SGR is the method used by the U.S. Centers for Medicare and Medicaid Services (CMS) to set Medicare reimbursement rates for doctors with a formula purportedly tied to economic growth. The SGR issue derives from a well-intended but seriously flawed attempt to curb federal spending. Pursuant to the Balanced Budget Act of 1997, CMS employs SRG as a method to ensure yearly increases in Medicare expenses do not exceed increases in the level of growth in the U.S. Gross Domestic Product. Under the SGR scheme, if spending increases more than a set level, physician payments are adjusted downward; if spending is below a set level, rates are increased.

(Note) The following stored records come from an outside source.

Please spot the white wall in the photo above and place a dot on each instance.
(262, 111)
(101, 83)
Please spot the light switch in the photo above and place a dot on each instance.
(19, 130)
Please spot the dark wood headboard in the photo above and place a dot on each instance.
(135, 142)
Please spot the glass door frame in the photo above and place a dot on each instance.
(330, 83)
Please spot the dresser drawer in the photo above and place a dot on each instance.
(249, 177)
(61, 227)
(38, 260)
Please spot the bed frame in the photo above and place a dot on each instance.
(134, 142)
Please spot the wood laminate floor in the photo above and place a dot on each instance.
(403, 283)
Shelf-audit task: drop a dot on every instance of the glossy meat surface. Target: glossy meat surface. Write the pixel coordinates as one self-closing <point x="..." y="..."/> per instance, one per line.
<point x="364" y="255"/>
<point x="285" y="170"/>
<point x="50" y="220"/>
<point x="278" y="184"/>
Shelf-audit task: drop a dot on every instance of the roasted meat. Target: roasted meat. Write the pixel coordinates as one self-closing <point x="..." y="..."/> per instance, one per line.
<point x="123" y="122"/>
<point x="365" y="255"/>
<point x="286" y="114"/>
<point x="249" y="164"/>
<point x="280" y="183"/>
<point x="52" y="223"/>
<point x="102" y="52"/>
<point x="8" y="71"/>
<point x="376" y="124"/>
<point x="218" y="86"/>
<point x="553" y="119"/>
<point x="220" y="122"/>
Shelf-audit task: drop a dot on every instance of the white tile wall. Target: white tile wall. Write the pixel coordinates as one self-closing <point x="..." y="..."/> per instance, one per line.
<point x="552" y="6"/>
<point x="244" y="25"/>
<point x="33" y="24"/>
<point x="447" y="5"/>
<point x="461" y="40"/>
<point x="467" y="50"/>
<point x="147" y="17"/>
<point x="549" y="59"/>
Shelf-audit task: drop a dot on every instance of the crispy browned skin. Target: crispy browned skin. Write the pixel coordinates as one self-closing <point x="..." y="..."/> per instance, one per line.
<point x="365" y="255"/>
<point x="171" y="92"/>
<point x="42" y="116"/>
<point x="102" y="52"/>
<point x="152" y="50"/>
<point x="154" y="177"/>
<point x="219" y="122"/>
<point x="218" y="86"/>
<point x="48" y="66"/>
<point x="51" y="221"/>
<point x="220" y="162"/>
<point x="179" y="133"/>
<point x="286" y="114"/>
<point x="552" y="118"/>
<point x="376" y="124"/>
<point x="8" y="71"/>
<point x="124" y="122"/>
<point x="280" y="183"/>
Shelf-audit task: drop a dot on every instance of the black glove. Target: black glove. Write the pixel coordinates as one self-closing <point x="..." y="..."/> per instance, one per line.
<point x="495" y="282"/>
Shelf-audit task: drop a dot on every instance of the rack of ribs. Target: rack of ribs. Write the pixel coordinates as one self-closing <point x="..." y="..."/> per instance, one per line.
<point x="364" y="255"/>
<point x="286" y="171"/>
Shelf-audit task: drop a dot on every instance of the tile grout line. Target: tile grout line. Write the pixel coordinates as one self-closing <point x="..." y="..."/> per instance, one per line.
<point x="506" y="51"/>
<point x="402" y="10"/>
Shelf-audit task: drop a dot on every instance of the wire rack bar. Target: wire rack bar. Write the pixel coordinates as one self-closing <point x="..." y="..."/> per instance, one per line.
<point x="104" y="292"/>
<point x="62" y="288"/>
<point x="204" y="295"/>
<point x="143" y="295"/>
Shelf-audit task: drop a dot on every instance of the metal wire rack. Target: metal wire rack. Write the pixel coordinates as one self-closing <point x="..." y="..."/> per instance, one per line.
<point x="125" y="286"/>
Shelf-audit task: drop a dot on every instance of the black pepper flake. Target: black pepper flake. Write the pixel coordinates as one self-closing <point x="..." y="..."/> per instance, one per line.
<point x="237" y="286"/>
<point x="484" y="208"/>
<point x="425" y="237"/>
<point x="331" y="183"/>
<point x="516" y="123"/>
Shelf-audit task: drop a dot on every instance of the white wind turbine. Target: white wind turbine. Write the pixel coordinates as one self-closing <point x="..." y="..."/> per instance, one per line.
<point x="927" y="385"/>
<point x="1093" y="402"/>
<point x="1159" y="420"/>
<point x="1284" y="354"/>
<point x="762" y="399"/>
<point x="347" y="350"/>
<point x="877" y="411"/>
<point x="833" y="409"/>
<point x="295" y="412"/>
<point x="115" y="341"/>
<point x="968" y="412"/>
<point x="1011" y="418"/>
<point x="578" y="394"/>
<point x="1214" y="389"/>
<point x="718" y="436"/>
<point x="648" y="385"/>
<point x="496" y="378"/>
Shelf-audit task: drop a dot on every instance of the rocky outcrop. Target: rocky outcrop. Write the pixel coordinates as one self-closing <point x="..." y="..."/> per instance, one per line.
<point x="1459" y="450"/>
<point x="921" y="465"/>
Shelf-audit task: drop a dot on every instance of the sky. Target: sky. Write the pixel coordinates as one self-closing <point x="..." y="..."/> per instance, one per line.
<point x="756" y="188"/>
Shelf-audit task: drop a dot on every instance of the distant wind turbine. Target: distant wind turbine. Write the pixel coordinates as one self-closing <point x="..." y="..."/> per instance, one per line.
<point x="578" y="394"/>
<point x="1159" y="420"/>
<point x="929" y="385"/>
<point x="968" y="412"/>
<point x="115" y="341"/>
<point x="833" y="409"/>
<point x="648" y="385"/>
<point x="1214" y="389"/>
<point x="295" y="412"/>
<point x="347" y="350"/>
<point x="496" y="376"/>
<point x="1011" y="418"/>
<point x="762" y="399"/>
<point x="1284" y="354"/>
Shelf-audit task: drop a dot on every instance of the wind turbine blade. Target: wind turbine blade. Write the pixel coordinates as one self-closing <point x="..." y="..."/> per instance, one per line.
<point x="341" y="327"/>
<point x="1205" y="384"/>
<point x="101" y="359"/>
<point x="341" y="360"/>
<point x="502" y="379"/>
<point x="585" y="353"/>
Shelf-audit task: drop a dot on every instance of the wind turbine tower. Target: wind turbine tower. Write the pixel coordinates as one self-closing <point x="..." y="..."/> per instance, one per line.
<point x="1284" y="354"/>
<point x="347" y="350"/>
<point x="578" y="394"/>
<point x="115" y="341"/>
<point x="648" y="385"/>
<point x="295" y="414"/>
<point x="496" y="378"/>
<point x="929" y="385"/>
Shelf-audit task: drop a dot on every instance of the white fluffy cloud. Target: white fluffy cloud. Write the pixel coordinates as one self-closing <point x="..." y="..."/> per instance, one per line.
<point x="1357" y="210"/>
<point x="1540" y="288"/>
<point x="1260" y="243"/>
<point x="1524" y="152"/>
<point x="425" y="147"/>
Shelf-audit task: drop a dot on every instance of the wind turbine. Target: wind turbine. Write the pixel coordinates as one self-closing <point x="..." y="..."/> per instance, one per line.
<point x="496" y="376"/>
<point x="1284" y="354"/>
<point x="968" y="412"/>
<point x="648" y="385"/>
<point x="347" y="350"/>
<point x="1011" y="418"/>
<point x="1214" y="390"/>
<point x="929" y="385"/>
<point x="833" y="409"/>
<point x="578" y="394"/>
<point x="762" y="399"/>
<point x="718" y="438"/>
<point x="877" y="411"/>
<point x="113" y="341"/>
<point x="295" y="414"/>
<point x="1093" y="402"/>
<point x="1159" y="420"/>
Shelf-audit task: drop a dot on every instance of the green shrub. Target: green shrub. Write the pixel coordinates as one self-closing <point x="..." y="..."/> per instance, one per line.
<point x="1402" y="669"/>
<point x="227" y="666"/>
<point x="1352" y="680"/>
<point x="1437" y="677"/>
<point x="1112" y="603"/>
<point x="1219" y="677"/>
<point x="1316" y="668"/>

At first, the SGR formula arguably worked – to a degree – but only while the U.S. economy grew. After the US economy stalled in 2002, SGR number crunching changed for the worst as Medicare expenses exceeded projections, a trend that has continued. As a result, virtually every year for the last decade there has been a risk to physicians of very significant cuts in Medicare reimbursement rates required by law. Rather than repealing or revamping SGR, however, Congress has repeatedly effectuated a last minute, legislative patch “fix” to avert a crisis, deferring a permanent solution for future political wrangling. For example, with the latest “fix,” the American Taxpayer Relief Act of 2012, Congress delayed a 26.5 percent cut in Medicare physician payments for one year. The Congressional Budget Office projects that physician payments under Medicare will be reduced by about 25% in January 2014. Again, some fix will be needed, as the cuts would cause many medical practices to close, denying patients access to medical care. The recurrence of this political issue continues to frustrate physicians in a big way. Many have left the Medicare program; others threaten to do so. Access to medical care is thus diminished, contrary to the essential purpose of Medicare.